Polish British philosopher

Casimir Lewy (/ˈlɛvi/; Kazimierz Lewy /pol/; 26 February 1919 – 8 February 1991) was a Polish philosopher of Jewish descent.

He worked in philosophical logic but published scantly. He was an influential teacher; several of his students went on to be prominent philosophers, including Simon Blackburn, Edward Craig, Ian Hacking, and Crispin Wright.

==Life==

His father, Ludwig Lewy, was a doctor and died in 1919 when he was an infant, so he grew up with his mother Izabela's family. After nine years at the Mikolaj Rej school in Warsaw, he travelled to the UK in 1936 with the intention of improving his English.

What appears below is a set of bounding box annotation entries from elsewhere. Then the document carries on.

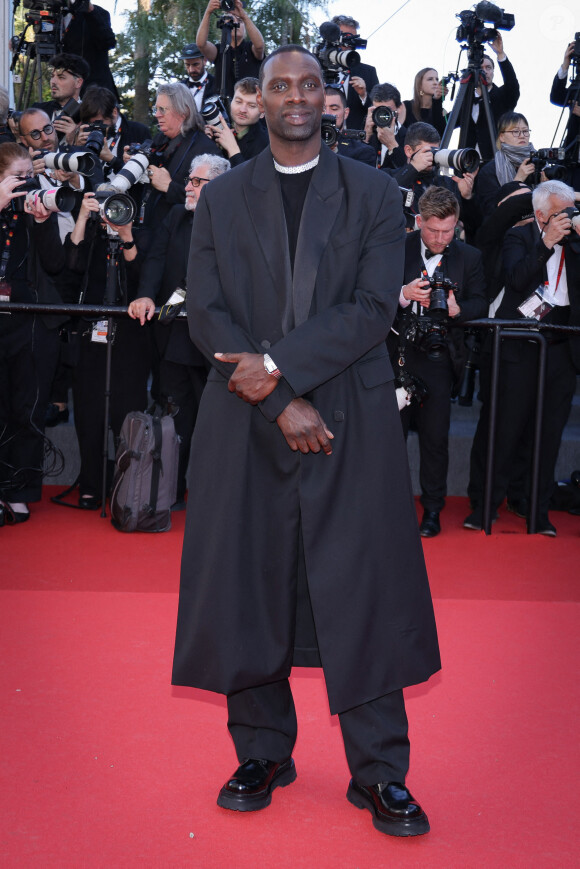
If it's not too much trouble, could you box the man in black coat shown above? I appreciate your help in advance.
[387,121,482,239]
[389,187,487,537]
[332,15,379,130]
[173,45,439,836]
[463,181,580,537]
[458,31,520,160]
[128,154,230,510]
[181,42,215,112]
[63,2,119,99]
[550,41,580,191]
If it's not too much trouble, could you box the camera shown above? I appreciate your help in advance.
[91,187,137,226]
[371,106,399,127]
[201,97,229,130]
[455,0,516,45]
[395,369,429,407]
[433,148,480,178]
[312,21,360,84]
[38,151,100,177]
[560,205,580,244]
[529,148,575,184]
[24,187,77,211]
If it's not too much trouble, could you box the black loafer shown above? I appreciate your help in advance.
[217,757,296,812]
[346,779,430,836]
[419,510,441,537]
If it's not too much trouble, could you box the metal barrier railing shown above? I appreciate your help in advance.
[0,302,580,535]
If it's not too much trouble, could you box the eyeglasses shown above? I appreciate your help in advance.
[185,175,211,187]
[22,124,54,139]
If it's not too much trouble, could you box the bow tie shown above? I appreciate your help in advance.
[425,247,449,259]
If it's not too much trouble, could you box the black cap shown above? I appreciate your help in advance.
[181,42,203,60]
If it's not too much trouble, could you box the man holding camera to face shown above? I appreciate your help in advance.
[32,53,90,145]
[195,0,265,98]
[365,82,407,169]
[323,85,375,168]
[388,186,487,537]
[332,15,379,130]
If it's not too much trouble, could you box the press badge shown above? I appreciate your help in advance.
[91,320,107,344]
[0,279,12,314]
[518,284,554,321]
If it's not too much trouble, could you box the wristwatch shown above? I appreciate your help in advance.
[264,353,282,380]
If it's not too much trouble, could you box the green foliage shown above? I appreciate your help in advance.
[111,0,324,113]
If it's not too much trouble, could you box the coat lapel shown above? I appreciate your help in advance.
[292,145,342,326]
[244,147,294,335]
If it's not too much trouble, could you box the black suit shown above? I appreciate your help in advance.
[173,147,439,783]
[468,221,580,521]
[346,63,379,130]
[63,5,120,99]
[458,57,520,160]
[389,232,487,512]
[139,205,209,501]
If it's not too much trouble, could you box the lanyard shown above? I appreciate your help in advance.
[0,214,18,281]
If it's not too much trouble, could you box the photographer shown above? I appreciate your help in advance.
[0,142,64,524]
[138,82,219,229]
[550,39,580,191]
[476,112,536,217]
[365,82,407,169]
[195,0,265,98]
[63,0,119,99]
[0,87,15,144]
[458,30,520,160]
[332,15,379,130]
[324,85,376,168]
[75,85,150,178]
[181,42,215,112]
[205,78,269,166]
[65,193,151,510]
[388,187,487,537]
[463,181,580,537]
[128,154,230,509]
[32,53,90,145]
[390,122,481,237]
[404,66,447,136]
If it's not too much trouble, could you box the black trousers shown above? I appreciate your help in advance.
[228,679,409,785]
[401,346,453,513]
[0,314,58,504]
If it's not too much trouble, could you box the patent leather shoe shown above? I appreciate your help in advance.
[346,779,430,836]
[217,757,296,812]
[419,510,441,537]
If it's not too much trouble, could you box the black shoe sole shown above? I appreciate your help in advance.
[217,764,296,812]
[346,785,431,836]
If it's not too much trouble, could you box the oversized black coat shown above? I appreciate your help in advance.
[173,146,440,712]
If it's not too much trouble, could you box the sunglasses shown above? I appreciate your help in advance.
[23,124,54,139]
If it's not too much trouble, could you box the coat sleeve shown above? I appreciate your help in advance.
[262,180,405,395]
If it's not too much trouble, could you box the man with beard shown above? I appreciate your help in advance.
[173,45,440,836]
[128,154,230,510]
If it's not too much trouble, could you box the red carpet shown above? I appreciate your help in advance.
[0,490,580,869]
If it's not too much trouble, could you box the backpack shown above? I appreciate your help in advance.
[110,411,179,532]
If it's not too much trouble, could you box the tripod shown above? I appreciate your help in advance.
[10,0,63,112]
[441,42,497,153]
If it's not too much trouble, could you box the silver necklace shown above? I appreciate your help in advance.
[272,154,320,175]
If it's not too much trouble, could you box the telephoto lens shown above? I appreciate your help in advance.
[433,148,480,178]
[25,187,77,211]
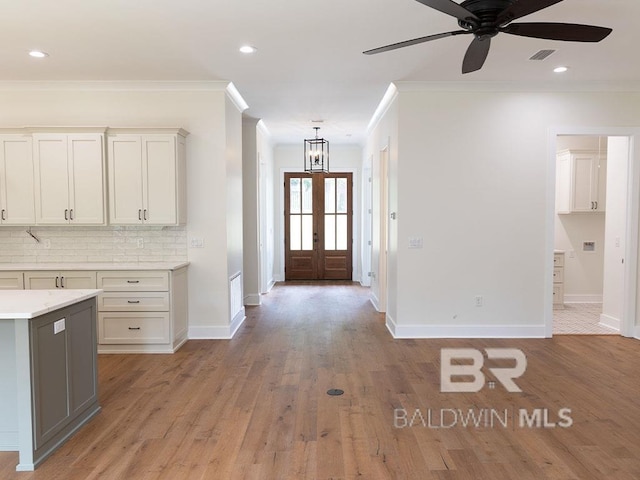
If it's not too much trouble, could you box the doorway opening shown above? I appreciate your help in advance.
[284,173,353,280]
[552,135,631,335]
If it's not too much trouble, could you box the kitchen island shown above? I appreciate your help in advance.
[0,289,101,471]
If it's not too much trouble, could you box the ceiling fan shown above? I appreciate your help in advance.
[362,0,612,73]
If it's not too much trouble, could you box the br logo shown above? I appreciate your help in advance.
[440,348,527,393]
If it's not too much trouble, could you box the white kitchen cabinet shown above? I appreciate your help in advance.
[33,133,106,225]
[97,267,187,353]
[0,134,36,225]
[107,129,188,225]
[0,272,24,290]
[24,270,96,290]
[556,150,607,214]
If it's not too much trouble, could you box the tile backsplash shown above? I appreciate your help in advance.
[0,225,187,263]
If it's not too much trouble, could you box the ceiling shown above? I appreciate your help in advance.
[0,0,640,143]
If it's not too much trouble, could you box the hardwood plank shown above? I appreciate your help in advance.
[0,282,640,480]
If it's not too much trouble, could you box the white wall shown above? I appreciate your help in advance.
[273,139,362,281]
[0,82,242,336]
[364,85,399,323]
[367,83,640,337]
[256,122,277,293]
[600,137,629,329]
[242,117,274,305]
[242,117,260,305]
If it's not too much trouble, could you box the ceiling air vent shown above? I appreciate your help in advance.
[529,50,556,60]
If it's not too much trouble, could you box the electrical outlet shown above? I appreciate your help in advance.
[190,237,204,248]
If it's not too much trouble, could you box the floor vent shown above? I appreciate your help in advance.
[529,50,556,60]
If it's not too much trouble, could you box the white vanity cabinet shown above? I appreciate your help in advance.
[556,150,607,214]
[0,134,36,225]
[107,129,188,225]
[33,133,106,225]
[98,267,187,353]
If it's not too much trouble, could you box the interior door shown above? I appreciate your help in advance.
[285,173,353,280]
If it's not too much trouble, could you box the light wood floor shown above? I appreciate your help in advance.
[0,284,640,480]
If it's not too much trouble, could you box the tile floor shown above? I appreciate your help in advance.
[553,303,620,335]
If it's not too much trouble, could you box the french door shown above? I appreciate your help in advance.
[284,173,353,280]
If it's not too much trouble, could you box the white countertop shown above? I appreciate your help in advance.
[0,290,102,320]
[0,262,189,272]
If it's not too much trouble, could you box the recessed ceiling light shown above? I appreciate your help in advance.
[29,50,49,58]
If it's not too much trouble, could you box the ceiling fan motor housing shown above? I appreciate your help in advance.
[458,0,516,40]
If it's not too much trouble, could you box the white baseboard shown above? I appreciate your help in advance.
[369,291,380,312]
[564,293,602,303]
[189,307,247,340]
[386,315,546,339]
[599,313,621,332]
[242,293,262,307]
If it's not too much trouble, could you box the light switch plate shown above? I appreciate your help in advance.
[409,237,424,248]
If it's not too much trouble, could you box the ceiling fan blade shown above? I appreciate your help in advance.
[462,37,491,73]
[362,30,471,55]
[496,0,563,25]
[416,0,478,22]
[500,23,613,42]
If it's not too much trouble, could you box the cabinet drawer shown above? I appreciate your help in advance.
[0,272,24,290]
[553,267,564,283]
[553,253,564,267]
[98,312,170,344]
[98,271,169,292]
[98,292,169,312]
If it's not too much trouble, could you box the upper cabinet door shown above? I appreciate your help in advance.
[142,135,177,225]
[33,134,70,225]
[68,134,105,225]
[33,133,105,225]
[108,135,143,225]
[0,135,36,225]
[107,129,188,225]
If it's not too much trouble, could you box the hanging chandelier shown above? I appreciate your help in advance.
[304,127,329,173]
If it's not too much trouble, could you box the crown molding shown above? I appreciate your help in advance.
[394,81,640,93]
[367,83,398,135]
[0,80,230,92]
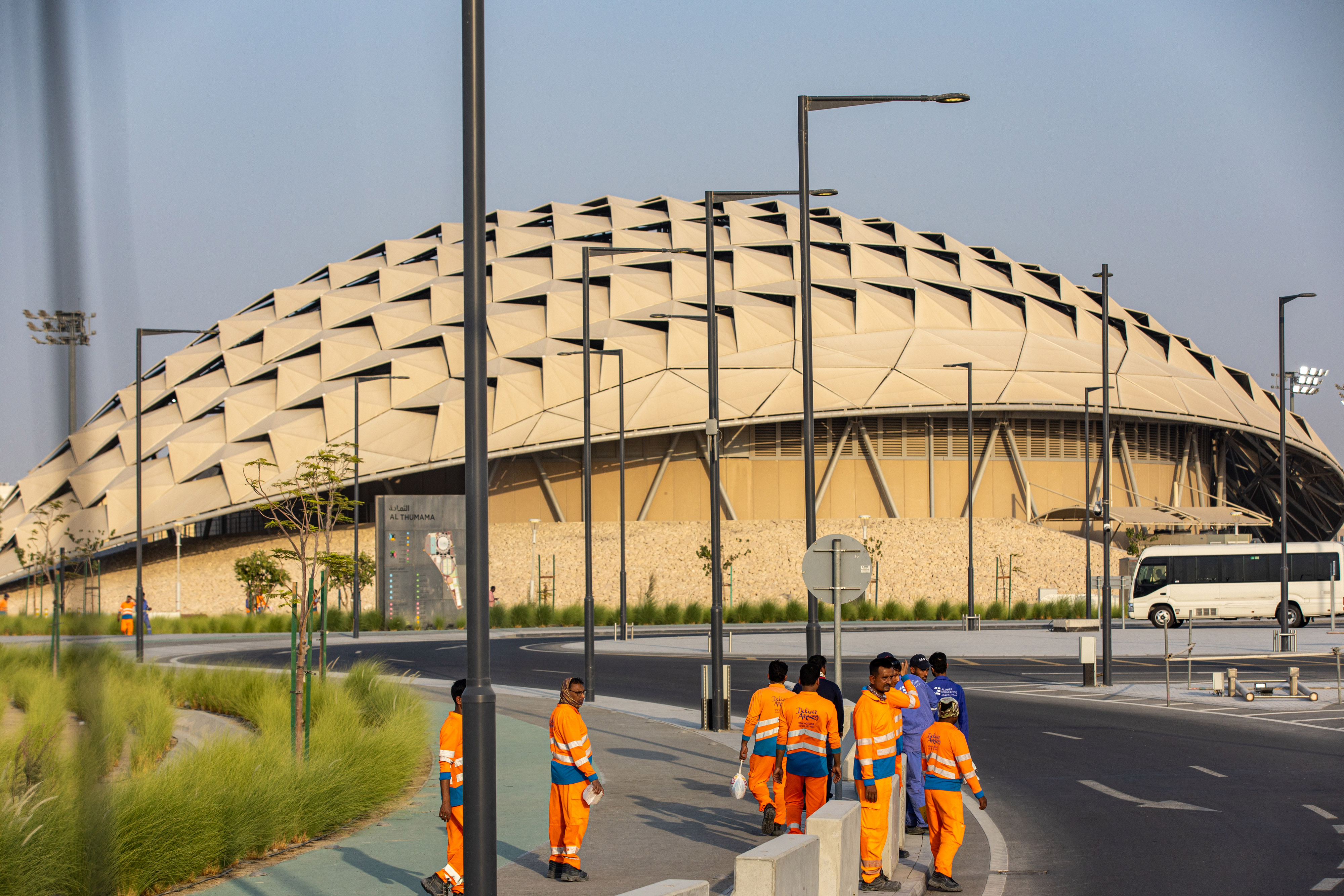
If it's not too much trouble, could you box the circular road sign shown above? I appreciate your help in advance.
[802,535,872,603]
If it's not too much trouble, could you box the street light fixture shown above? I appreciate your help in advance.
[556,348,626,641]
[1083,386,1101,619]
[943,361,980,631]
[349,374,410,638]
[138,327,211,662]
[1275,293,1316,650]
[781,93,970,662]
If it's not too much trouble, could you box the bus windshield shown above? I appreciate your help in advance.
[1134,557,1167,598]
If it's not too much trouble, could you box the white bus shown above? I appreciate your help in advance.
[1129,541,1344,629]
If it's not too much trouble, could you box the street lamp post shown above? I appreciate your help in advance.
[1277,293,1316,650]
[943,361,978,630]
[349,374,410,638]
[650,189,836,731]
[564,348,626,642]
[136,327,210,662]
[1087,265,1113,688]
[1083,386,1101,619]
[801,93,970,662]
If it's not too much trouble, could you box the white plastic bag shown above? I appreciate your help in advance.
[728,762,747,799]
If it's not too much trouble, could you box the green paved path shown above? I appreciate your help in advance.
[211,701,551,896]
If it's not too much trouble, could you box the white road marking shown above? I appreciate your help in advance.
[1078,780,1218,811]
[961,790,1008,896]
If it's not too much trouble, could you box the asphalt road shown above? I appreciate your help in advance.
[192,637,1344,896]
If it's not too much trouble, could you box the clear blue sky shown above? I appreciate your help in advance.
[0,0,1344,479]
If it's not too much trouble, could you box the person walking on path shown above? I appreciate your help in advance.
[929,650,970,735]
[547,677,602,883]
[738,659,793,837]
[852,655,919,893]
[919,697,989,893]
[421,678,466,896]
[900,653,938,834]
[774,662,840,834]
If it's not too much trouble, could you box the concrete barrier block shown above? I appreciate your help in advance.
[732,834,817,896]
[621,880,710,896]
[808,799,860,896]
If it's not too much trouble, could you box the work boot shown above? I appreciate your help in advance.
[555,862,587,884]
[929,872,961,893]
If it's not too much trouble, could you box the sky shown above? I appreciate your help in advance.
[0,0,1344,481]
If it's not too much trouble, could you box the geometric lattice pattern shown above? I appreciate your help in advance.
[0,196,1339,575]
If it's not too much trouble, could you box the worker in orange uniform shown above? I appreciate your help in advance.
[852,654,919,893]
[421,678,466,896]
[120,594,136,634]
[774,662,840,834]
[547,678,602,883]
[919,697,989,893]
[738,659,793,837]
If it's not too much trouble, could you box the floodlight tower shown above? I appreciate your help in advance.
[23,308,98,435]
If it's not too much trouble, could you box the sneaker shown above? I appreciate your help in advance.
[929,872,961,893]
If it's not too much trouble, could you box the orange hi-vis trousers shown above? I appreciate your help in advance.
[853,778,894,884]
[925,790,966,877]
[438,806,462,893]
[551,780,589,868]
[774,771,827,834]
[747,756,785,825]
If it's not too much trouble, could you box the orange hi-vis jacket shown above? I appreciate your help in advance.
[438,712,462,806]
[852,688,918,787]
[919,721,985,799]
[742,681,793,759]
[780,690,840,778]
[551,702,597,784]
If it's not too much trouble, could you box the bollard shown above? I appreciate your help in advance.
[1078,635,1097,688]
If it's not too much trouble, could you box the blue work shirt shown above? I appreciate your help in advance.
[929,676,970,735]
[900,674,938,750]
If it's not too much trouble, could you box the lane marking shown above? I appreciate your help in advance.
[1078,780,1218,811]
[961,790,1008,896]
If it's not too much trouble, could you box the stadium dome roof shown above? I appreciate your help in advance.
[0,196,1340,575]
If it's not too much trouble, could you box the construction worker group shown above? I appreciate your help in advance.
[421,653,988,896]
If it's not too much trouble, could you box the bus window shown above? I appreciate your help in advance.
[1134,557,1168,598]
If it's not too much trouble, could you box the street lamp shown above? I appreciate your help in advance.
[135,327,210,662]
[578,246,689,700]
[556,348,626,642]
[649,189,837,731]
[1277,293,1316,650]
[1087,265,1114,688]
[349,374,410,638]
[943,361,978,631]
[801,93,970,662]
[1081,386,1109,619]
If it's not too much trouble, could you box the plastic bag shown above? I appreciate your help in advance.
[728,762,747,799]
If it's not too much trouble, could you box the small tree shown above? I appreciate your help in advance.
[234,551,289,608]
[245,442,358,747]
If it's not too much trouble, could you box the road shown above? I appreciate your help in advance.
[192,635,1344,896]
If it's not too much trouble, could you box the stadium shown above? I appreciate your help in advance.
[0,196,1344,583]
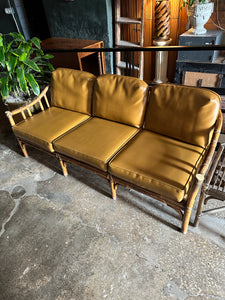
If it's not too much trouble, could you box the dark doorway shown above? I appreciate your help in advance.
[23,0,50,40]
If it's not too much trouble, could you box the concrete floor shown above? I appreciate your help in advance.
[0,127,225,300]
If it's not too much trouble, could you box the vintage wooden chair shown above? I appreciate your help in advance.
[194,143,225,226]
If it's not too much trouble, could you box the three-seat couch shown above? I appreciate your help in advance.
[7,68,222,233]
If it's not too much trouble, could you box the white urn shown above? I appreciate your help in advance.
[187,2,214,34]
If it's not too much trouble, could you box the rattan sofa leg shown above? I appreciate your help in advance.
[110,177,117,200]
[194,186,205,227]
[181,174,204,234]
[59,157,68,177]
[18,140,28,157]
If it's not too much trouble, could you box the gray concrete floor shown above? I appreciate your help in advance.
[0,132,225,300]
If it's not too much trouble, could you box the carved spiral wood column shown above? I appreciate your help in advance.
[153,0,172,83]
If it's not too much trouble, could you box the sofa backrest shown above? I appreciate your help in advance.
[144,84,220,147]
[51,68,95,115]
[93,74,149,128]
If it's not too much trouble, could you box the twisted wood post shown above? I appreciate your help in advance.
[153,0,172,83]
[155,0,170,40]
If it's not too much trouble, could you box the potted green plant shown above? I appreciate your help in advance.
[181,0,214,34]
[0,33,54,105]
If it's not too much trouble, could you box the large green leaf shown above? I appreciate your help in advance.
[24,60,40,72]
[0,47,5,68]
[26,74,40,96]
[18,43,31,61]
[10,49,23,57]
[31,37,41,49]
[6,53,17,73]
[42,54,54,59]
[0,77,10,98]
[16,67,27,92]
[9,32,26,42]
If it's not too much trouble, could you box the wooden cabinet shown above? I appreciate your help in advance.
[41,37,106,75]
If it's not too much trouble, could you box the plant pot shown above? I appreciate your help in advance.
[187,2,214,35]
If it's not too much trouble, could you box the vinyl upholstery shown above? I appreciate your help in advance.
[109,130,204,202]
[145,84,220,147]
[51,68,95,115]
[93,74,149,128]
[13,107,89,152]
[54,117,138,172]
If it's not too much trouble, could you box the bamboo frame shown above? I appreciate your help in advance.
[194,137,225,226]
[5,86,50,127]
[5,86,50,157]
[6,79,223,233]
[110,112,223,234]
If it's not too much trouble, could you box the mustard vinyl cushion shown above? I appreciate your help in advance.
[93,74,149,128]
[145,84,220,147]
[13,107,89,152]
[51,68,95,115]
[109,130,204,202]
[54,118,138,171]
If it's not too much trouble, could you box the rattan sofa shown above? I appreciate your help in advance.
[7,68,222,233]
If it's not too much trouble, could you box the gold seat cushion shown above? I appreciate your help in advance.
[54,118,138,172]
[93,74,149,128]
[51,68,95,115]
[109,130,204,202]
[13,106,89,152]
[145,84,220,147]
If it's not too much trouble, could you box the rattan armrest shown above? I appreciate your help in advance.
[5,86,50,126]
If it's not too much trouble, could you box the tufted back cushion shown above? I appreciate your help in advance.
[93,74,149,128]
[51,68,95,115]
[145,84,220,147]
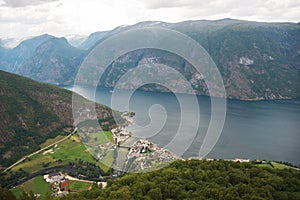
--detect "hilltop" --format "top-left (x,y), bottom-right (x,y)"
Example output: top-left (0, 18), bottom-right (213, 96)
top-left (0, 19), bottom-right (300, 100)
top-left (0, 71), bottom-right (112, 169)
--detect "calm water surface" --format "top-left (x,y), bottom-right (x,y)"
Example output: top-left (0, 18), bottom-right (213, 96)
top-left (65, 86), bottom-right (300, 164)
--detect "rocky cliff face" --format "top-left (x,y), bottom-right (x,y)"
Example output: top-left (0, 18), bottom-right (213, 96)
top-left (16, 38), bottom-right (84, 84)
top-left (0, 19), bottom-right (300, 100)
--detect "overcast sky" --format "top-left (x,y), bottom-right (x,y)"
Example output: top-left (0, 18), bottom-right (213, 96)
top-left (0, 0), bottom-right (300, 38)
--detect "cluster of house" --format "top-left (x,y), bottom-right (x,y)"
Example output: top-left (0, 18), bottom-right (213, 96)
top-left (111, 127), bottom-right (131, 145)
top-left (127, 139), bottom-right (154, 158)
top-left (44, 172), bottom-right (69, 196)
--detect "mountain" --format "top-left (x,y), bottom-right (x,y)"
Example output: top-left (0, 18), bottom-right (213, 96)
top-left (57, 160), bottom-right (300, 200)
top-left (78, 31), bottom-right (109, 50)
top-left (15, 38), bottom-right (85, 84)
top-left (86, 19), bottom-right (300, 100)
top-left (0, 34), bottom-right (53, 72)
top-left (0, 71), bottom-right (112, 169)
top-left (0, 19), bottom-right (300, 100)
top-left (65, 34), bottom-right (87, 47)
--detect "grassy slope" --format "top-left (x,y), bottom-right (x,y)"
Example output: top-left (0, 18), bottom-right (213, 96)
top-left (12, 176), bottom-right (51, 198)
top-left (0, 71), bottom-right (112, 169)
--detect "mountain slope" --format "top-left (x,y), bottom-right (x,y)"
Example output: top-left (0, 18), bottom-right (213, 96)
top-left (95, 19), bottom-right (300, 100)
top-left (0, 34), bottom-right (53, 72)
top-left (0, 19), bottom-right (300, 100)
top-left (0, 71), bottom-right (112, 169)
top-left (16, 38), bottom-right (84, 84)
top-left (78, 31), bottom-right (109, 50)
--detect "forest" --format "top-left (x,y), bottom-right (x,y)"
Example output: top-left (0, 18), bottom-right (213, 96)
top-left (0, 160), bottom-right (300, 200)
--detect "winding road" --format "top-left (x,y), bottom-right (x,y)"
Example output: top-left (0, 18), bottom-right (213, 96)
top-left (1, 128), bottom-right (77, 174)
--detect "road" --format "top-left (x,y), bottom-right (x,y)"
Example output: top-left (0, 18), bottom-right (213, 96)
top-left (1, 128), bottom-right (77, 174)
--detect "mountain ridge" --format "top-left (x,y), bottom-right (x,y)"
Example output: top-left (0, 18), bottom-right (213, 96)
top-left (0, 71), bottom-right (112, 169)
top-left (0, 19), bottom-right (300, 100)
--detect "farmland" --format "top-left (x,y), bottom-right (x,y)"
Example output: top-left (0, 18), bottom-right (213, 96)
top-left (12, 176), bottom-right (51, 197)
top-left (62, 180), bottom-right (92, 192)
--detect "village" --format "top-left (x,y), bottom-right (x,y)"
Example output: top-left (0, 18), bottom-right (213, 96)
top-left (43, 172), bottom-right (107, 197)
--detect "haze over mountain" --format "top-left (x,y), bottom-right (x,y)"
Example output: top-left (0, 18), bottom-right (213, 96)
top-left (0, 19), bottom-right (300, 100)
top-left (0, 71), bottom-right (112, 169)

He was admitted to Fitzwilliam House, Cambridge, that year to read Philosophy, supervised by John Wisdom, and graduated in 1939 aged twenty with first-class honours in Part II of the Tripos. He had already published four short articles in the journal Analysis. A doctoral student of G. E. Moore to 1943, he attended lectures by Ludwig Wittgenstein from the late 1930s until 1945. He received his PhD from Cambridge in 1943, with a thesis entitled Some philosophical considerations concerning the survival of death. During this period, the international situation, as well as the political situation in Poland was rapidly deteriorating. Lewy spent most of the Long Vacation of 1938 in Poland, returning to Cambridge just before the Munich crisis. But it was not until Germany invaded Poland in 1939 that he realized he would not be able to return to his native country. Most of his relatives were murdered in the Holocaust.

Remaining in the UK, he taught at the University of Liverpool, and then from 1952 at Cambridge as a University Lecturer. He also helped Moore as an assistant editor of the journal Mind while Moore was lecturing in the United States, and he participated in meetings of the Moral Sciences Club. He taught at the Faculty of Moral Science in Cambridge in the years 1943–45. He was a Fellow of Trinity College, Cambridge from 1958. He became a Fellow of the British Academy in 1980.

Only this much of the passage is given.